The following table summarizes the reusability of typical processing applications against instances when forced to deal with various kinds of schema modifications.
| Creation and generation | Context-dependent processing | Context-independent processing | Validation | ||||||
|---|---|---|---|---|---|---|---|---|---|
| Add | Subtract | Add | Subtract | Add | Subtract | Add | Subtract | ||
| Required | Required element | Not reusable (app won't know to create it) | Not reusable (app won't know not to create it) | Depends on pattern-match usage | Not reusable (may depend on missing element) | Reusable (app simply ingores additional data) | Not reusable (app may depend on missing property) | Not reusable (reports invalidity for all values in the new set) | |
| Required attribute | Reusable (att values don't form harmful part of content) | ||||||||
| Optional | Optional element | Reusable (app simply won't create it) | Not reusable (app might create it wrongly) | Depends on pattern-match usage | Reusable (couldn't count on presence anyway) | Reusable (app simply ingores additional data) | Reusable (couldn't count on presence anyway) | Not reusable (reports invalidity for some values in the new set) | Reusable (reports validity for all values in the new set) |
| Optional attribute | Reusable (att values don't form harmful part of content) | ||||||||
| Attribute value | Reusable (app simply won't use it) | Not reusable? (throws more or different exceptions than allowed?) | Not reusable? (app might not know how to handle it) | ||||||
The first thing to note here is that reusability/substitutability is not an inherent property of a schema change; it depends on the type of application.
I believe that any complex modification can be interpreted as a series of primitive modifications taken in series. For example, the breakdown of making a formerly required element optional, would entail two parts:
Subtracting a required element
Adding an optional element
If at any point the application cannot be reused as-is, the whole modification is not reusable.

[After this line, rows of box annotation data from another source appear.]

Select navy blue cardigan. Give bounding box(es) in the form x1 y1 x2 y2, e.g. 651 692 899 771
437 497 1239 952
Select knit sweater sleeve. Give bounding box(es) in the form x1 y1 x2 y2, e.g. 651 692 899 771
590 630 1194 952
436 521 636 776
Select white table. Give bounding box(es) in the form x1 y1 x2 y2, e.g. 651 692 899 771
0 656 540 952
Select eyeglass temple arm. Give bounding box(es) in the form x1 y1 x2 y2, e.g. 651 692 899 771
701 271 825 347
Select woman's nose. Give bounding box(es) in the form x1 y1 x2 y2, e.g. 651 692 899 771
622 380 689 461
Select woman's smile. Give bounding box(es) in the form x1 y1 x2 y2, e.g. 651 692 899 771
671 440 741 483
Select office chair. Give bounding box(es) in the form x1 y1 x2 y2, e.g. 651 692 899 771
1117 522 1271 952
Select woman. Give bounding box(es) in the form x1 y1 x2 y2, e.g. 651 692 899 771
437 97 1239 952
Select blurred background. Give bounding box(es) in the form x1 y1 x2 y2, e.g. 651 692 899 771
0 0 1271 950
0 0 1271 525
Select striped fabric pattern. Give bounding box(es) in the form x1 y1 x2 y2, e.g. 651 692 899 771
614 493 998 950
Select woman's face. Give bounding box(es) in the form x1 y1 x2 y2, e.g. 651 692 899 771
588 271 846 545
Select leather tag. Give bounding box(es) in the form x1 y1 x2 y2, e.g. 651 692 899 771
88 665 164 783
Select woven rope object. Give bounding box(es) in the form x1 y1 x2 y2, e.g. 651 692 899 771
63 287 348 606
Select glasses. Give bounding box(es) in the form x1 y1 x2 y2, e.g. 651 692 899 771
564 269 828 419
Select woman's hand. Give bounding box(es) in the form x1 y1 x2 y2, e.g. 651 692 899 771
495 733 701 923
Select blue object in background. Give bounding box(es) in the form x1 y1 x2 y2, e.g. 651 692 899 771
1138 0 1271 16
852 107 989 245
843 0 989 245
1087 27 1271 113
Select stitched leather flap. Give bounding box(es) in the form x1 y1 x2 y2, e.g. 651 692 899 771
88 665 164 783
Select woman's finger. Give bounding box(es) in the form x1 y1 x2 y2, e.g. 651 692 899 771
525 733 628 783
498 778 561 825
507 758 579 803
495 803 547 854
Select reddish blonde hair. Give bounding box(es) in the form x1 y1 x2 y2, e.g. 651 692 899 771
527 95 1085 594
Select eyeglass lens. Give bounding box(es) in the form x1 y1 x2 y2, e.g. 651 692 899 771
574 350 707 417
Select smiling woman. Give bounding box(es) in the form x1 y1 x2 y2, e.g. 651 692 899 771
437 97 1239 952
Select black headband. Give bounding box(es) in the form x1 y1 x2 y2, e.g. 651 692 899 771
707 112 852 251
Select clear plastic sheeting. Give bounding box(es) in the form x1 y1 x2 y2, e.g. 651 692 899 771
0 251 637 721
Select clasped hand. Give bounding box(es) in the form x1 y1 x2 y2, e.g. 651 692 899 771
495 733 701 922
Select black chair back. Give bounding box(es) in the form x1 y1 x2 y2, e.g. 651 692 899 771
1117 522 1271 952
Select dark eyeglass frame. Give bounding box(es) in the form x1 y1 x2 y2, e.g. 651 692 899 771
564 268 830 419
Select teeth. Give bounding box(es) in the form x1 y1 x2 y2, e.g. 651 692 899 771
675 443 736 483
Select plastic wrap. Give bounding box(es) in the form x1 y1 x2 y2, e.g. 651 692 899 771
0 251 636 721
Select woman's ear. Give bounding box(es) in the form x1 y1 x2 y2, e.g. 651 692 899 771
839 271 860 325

The second thing to note is the strong effect that context dependence has on reusability. Currently, XML DTDs do not allow unordered content models, and the creation and validation columns reflect this state of affairs. If XML schemas end up with this capability, we would need to add columns for context-independent creation and validation and additional commonalities would emerge.
Elaborating on the validation column, following are the effects on the actual valid value sets when a schema is modified. Murata Makoto's schema comparison tool could be used to assess this status.
| Effects of property addition | Effects of property subtraction | ||
|---|---|---|---|
| Required | Required element | Disjoint; schema intersection is the empty set. New instances do not conform to original schema. | |
| Required attribute | |||
| Optional | Optional element | New set is a strict superset; schema diff contains the new property and schema intersection contains the original schema. New instances do not conform to original schema. | New set is a strict subset; schema diff contains the original property and schema intersection contains the new schema. New instances conform to original schema. |
| Optional attribute | |||
| Attribute value | |||
>From this analysis, I conclude that:
We cannot take on “substitutability” as a goal when designing inheritance or reuse characteristics into our schema language; this would presume to know more about schema writers' application space than we have any way of knowing.
We cannot prefer additive inheritance over subtractive inheritance in the language; this would prejudice the kinds of applications that benefit from schema and application code reuse.
Schema designers will have to take their own responsibility for the effects of schema modification; all we can do is educate.